Darkness Falls Across the Land…

“Darkness falls across the land…
The midnight hour is close at hand..
Creatures crawl in search of blood…
To terrorize y’all’s neighborhood…”

If reading the aforementioned verse doesn’t ring a bell for you, scroll down and try hearing it instead:

 

The inimitable voice and demonic laugh in “Thriller” belonged to the late Vincent Price.

Long regarded as a legend in horror movies, it is a fact that fewer than a third of the more than 100 movies Vincent Price made were horror films. Nor was “Thriller” his first “gig” in pop music. Vincent Price voiced “the Curator” on the song “The Black Widow” from Alice Cooper’s 1975 solo record,  Welcome to My Nightmare. 

Price lending his voice to the Thriller soundtrack (which has sold more than an estimated 50 million copies worldwide) was an unexpected role late in his life, and it was due, in part, to Michael Jackson’s interest in horror movies, and to the fact that Thriller was produced by Quincy Jones who was married to Peggy Lipton who knew Vincent Price.

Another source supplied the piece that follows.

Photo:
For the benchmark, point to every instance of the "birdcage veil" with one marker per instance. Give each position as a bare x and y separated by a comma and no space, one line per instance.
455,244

Photo shared by Dandie Dinmont Terrier fancier, Sheridan, who owns the book and has committed to memory the recipes for Coquilles St Jacques and the Breast of Chicken au Champagne

Got that?

Already aging at the time, Price performed the Thriller sequence in just two takes, and it would be easy to keep writing about Vincent Price’s part in Thriller, but that would lead us astray from the subject at hand – Vincent Price and his dogs. Still, we want to touch upon how interesting a man Vincent Price was before we get to his dogs.

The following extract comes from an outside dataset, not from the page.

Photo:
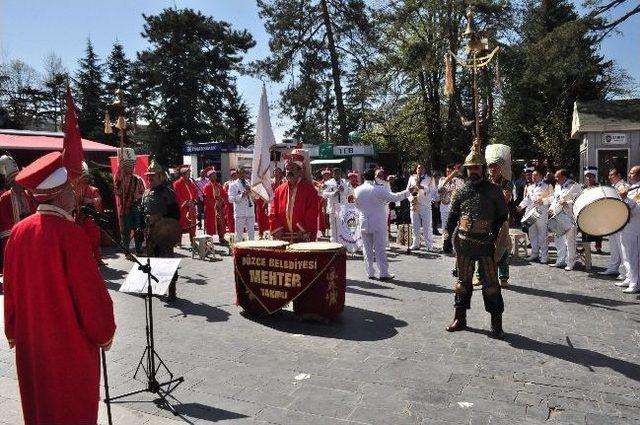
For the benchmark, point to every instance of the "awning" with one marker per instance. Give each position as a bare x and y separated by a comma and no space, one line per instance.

His grandfather invented the first cream of tartar-based baking powder;

He was connoisseur of fine art, an interest that began when Vincent was twelve-years-old and spent a year earning enough money to buy an original etching by Rembrandt, “Two Nude Models, One Standing;

He was a gourmet cook and wrote a number of cookbooks including his first one, A Treasury of Great Recipes, penned with his wife, Mary. He even had his own cooking show;

He was a roller coaster fanatic and narrated the first documentary to showcase not only the history of coasters but of amusement parks in general;

Price was an early advocate for Native Americans and was appointed to the Department of the Interior’s Indian Arts and Crafts Board in 1957. He was also charged with the operation of two museums dedicated to Native American art and helped develop policies to promote the economic welfare of Native peoples through traditional arts and crafts.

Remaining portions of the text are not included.